Artificial intelligence (AI) is an important part of the online specification tool Geberit ProPlanner, where it is used for a correctl calculation of roof drainage solutions. Pascal Schäfer explains what exactly AI is.
When Pascal Schäfer is asked about what AI means at Geberit, the IT specialist is never at a loss for an answer. This is no surprise, after all he is responsible for AI applications in the Customer Applications team at Geberit. “AI is not synonymous with the automation that takes place at the production sites. ‘Smart’ power sockets or thermostats also aren’t ‘intelligent’ – they simply react to commands. AI, in contrast, is the term we use in IT to describe the approach where machines make intelligent decisions similar to those made by humans. The software learns and thus becomes intelligent.
Currently, artificial intelligence is split into two areas at Geberit – classic AI as seen in image or voice recognition, and reinforcement learning. While classic AI needs humans to feed the computer with lots of examples, reinforcement learning sees the computer taking over the learning process. Here, the AI follows the same principle as if I were a child learning a computer game – I continue to do what is good for me and avoid what is bad for me.”
Challenges with Pluvia
The Geberit ProPlanner planning software is a textbook example of how Geberit uses machine learning and reinforced learning. Designing a roof drainage system such as Pluvia with the correct dimensions is surprisingly difficult, with an almost infinite number of possible combinations depending on the size of the Pluvia installation.

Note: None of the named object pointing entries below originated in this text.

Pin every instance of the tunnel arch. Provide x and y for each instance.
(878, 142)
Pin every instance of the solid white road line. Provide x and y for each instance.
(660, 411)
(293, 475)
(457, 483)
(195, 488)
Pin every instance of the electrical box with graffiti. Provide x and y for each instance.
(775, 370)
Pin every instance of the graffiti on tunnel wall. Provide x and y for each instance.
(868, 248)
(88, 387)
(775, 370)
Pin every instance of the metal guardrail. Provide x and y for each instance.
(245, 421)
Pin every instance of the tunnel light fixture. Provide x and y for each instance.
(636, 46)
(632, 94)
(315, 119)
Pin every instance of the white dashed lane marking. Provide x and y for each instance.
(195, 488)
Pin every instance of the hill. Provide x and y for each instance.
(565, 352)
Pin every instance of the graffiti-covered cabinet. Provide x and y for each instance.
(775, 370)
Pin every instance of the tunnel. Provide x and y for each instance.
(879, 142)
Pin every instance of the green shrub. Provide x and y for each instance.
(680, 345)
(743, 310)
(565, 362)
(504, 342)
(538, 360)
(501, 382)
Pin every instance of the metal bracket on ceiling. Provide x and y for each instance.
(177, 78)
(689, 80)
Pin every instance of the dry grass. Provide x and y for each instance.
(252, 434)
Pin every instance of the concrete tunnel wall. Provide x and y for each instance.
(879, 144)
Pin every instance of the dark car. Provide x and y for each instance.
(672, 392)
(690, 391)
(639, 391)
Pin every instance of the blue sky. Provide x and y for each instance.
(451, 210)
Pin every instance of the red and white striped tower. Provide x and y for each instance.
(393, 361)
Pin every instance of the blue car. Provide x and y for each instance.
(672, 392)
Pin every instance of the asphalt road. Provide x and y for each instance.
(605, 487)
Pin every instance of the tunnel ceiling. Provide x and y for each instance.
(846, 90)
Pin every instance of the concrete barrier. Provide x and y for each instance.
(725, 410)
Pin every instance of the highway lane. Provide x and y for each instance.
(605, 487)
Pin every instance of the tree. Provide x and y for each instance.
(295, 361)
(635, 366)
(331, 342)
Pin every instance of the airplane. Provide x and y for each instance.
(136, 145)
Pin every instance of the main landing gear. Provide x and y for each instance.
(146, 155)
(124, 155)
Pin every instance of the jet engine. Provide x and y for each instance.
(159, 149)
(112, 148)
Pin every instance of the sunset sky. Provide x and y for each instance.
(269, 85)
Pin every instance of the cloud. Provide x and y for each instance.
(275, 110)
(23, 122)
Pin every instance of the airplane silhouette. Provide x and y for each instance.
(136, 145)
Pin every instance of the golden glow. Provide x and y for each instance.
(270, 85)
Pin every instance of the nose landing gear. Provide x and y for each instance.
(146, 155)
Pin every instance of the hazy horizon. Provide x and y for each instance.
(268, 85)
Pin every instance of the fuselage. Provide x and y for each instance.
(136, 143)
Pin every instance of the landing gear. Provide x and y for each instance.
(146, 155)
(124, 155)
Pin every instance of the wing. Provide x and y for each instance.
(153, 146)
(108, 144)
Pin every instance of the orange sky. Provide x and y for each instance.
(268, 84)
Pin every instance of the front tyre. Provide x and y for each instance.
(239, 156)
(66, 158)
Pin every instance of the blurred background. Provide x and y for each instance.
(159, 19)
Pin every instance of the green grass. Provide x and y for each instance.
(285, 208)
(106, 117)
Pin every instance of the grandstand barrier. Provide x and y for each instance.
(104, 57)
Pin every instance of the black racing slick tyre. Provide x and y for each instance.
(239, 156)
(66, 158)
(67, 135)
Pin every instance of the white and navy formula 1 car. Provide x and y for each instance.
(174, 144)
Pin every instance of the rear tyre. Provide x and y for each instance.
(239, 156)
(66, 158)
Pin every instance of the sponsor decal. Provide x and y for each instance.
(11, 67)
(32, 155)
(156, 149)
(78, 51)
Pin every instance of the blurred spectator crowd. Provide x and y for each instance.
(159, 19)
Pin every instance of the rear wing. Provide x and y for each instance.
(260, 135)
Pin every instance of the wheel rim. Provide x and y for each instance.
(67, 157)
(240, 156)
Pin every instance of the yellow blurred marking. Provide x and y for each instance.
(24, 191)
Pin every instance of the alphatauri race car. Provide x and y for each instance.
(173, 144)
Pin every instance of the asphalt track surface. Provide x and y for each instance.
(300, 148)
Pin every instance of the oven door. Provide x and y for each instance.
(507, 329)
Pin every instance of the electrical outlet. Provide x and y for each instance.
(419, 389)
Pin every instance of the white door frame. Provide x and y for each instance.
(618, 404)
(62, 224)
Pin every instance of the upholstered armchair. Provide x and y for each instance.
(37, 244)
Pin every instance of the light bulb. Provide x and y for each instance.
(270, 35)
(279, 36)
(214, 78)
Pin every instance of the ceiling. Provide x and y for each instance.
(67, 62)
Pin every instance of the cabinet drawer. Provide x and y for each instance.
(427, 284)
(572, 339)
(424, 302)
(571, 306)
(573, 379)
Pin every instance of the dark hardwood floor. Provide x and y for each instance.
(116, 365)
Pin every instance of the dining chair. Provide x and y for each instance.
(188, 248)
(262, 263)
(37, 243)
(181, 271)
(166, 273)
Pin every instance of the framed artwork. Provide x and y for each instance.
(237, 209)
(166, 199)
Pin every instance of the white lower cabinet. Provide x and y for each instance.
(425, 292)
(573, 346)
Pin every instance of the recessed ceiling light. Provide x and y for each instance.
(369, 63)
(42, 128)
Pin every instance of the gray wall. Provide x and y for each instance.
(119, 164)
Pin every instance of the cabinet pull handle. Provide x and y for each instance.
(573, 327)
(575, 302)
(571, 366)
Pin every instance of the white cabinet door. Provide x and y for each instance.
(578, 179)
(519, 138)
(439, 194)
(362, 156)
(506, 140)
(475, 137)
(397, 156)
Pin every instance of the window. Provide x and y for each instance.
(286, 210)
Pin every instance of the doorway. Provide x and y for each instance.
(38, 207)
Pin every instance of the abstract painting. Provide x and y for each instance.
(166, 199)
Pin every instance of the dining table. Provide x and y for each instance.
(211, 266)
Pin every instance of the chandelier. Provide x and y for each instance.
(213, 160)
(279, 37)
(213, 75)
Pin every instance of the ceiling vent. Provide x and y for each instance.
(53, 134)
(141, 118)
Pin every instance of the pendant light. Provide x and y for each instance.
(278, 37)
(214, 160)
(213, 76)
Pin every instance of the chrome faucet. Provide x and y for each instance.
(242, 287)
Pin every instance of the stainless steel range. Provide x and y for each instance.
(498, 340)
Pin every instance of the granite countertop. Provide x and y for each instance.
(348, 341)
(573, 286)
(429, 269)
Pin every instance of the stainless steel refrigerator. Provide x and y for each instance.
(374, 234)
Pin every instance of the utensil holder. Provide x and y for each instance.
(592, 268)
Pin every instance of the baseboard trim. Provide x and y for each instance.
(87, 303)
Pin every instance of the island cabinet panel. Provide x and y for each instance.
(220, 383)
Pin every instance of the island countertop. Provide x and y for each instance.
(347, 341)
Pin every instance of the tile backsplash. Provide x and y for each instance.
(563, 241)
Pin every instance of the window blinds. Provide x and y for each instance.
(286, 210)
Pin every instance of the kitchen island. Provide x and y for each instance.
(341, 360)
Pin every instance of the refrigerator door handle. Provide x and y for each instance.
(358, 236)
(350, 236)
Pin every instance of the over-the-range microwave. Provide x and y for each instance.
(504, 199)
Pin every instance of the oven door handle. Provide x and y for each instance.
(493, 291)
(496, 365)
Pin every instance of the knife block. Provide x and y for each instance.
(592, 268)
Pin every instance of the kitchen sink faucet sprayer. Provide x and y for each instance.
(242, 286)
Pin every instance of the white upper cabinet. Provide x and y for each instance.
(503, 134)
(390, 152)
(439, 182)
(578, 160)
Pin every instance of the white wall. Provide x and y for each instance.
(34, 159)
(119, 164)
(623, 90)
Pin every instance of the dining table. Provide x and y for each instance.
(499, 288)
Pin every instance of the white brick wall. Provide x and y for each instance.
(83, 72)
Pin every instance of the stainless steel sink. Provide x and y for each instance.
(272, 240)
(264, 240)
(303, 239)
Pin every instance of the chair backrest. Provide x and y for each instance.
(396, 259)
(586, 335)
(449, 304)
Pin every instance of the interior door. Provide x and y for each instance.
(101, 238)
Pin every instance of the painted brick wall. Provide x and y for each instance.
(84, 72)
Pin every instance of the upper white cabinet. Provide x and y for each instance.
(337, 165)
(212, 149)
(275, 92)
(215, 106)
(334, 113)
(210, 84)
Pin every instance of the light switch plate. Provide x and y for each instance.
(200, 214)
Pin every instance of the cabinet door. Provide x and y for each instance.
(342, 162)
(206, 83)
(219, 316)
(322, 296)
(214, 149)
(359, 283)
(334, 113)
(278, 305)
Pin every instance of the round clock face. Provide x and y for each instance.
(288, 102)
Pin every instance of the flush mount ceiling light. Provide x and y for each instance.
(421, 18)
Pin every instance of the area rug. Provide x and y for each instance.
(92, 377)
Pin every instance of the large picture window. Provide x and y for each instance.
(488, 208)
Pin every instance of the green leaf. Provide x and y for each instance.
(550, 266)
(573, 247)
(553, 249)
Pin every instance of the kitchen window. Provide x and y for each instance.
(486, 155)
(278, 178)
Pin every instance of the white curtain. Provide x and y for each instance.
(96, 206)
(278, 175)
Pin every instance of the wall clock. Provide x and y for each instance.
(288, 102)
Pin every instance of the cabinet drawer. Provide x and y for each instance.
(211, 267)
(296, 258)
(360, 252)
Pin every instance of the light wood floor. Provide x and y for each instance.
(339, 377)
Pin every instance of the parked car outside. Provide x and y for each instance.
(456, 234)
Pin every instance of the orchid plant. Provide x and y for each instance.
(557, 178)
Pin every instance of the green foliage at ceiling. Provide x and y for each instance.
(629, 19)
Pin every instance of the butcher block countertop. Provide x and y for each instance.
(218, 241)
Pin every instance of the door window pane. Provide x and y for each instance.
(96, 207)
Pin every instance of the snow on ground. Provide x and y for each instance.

“Planning and dimensioning a Pluvia installation correctly requires a combination of intuition, hydraulic know-how and experience. Geberit ProPlanner follows a three-step calculation process here. Step one is classic heuristics, or expertise in the form of code, to put it another way”, explains Pascal Schäfer. “With this approach, around three-quarters of all Pluvia installations can be dimensioned correctly and automatically. With machine learning – in other words, learning based on several thousand examples of successful calculations – we have been able to improve the success rate to 93.4 per cent. The remaining 6.6 per cent is tackled using reinforcement learning, which is AI in its most playful form. In the same way as children learn how to play a computer game by being rewarded for good gaming strategies, the computer independently learns the right path towards the final, correct Pluvia installation.
Geberit is right at the front of the pack in this field. The use of reinforcement learning is a hot topic in the field of research and we are part of an exclusive circle of companies worldwide to already make productive use of this advanced form of AI.”
Pascal is with Geberit since 2008, first as software developer for Geberit ProPlanner before taking on management roles and eventually becoming Head of Planning Services, Customer Applications. Together with his team, he is responsible for ensuring that Geberit ProPlanner is available at all times in 31 markets and 20 languages.